В книге рассказывается история главного героя, который сталкивается с различными проблемами и препятствиями на протяжении всего своего путешествия. По пути он встречает множество второстепенных персонажей, которые играют важные роли в истории. Благодаря опыту главного героя книга исследует такие темы, как любовь, потеря, надежда и стойкость. По мере того, как главный герой преодолевает свои трудности, он усваивает ценные уроки жизни и растет как личность.
«Маленький норвежский городок. 3000 жителей. Разговаривают все о коммерции. Везде щелкают счеты – кроме тех мест, где нечего считать и не о чем разговаривать; зато там также нечего есть.
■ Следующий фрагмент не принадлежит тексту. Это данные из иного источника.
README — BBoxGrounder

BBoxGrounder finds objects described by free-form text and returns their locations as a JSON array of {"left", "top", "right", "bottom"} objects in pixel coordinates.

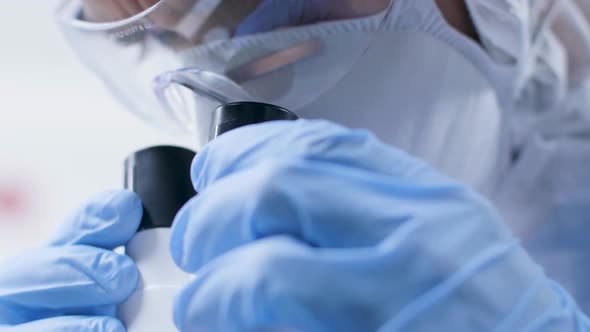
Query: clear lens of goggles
[{"left": 57, "top": 0, "right": 392, "bottom": 145}]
Иногда, пожалуй, читают Библию. Остальные занятия считаются неприличными; да вряд ли там кто и знает, что у людей бывают другие занятия…».
«В Народном Доме, ставшем театром Петербургской Коммуны, за лето не изменилось ничего, сравнительно с прошлым годом. Так же чувствуется, что та разноликая масса публики, среди которой есть, несомненно, не только мелкая буржуазия, но и настоящие пролетарии, считает это место своим и привыкла наводнять просторное помещение и сад; сцена Народного Дома удовлетворяет вкусам большинства…».
В книге рассказывается история главного героя, который сталкивается с различными проблемами и препятствиями на протяжении всего своего путешествия. По пути он встречает множество второстепенных персонажей, которые играют важные роли в истории. Благодаря опыту главного героя книга исследует такие темы, как любовь, потеря, надежда и стойкость. По мере того, как главный герой преодолевает свои трудности, он усваивает ценные уроки жизни и растет как личность.
В книге рассказывается история главного героя, который сталкивается с различными проблемами и препятствиями на протяжении всего своего путешествия. По пути он встречает множество второстепенных персонажей, которые играют важные роли в истории. Благодаря опыту главного героя книга исследует такие темы, как любовь, потеря, надежда и стойкость. По мере того, как главный герой преодолевает свои трудности, он усваивает ценные уроки жизни и растет как личность.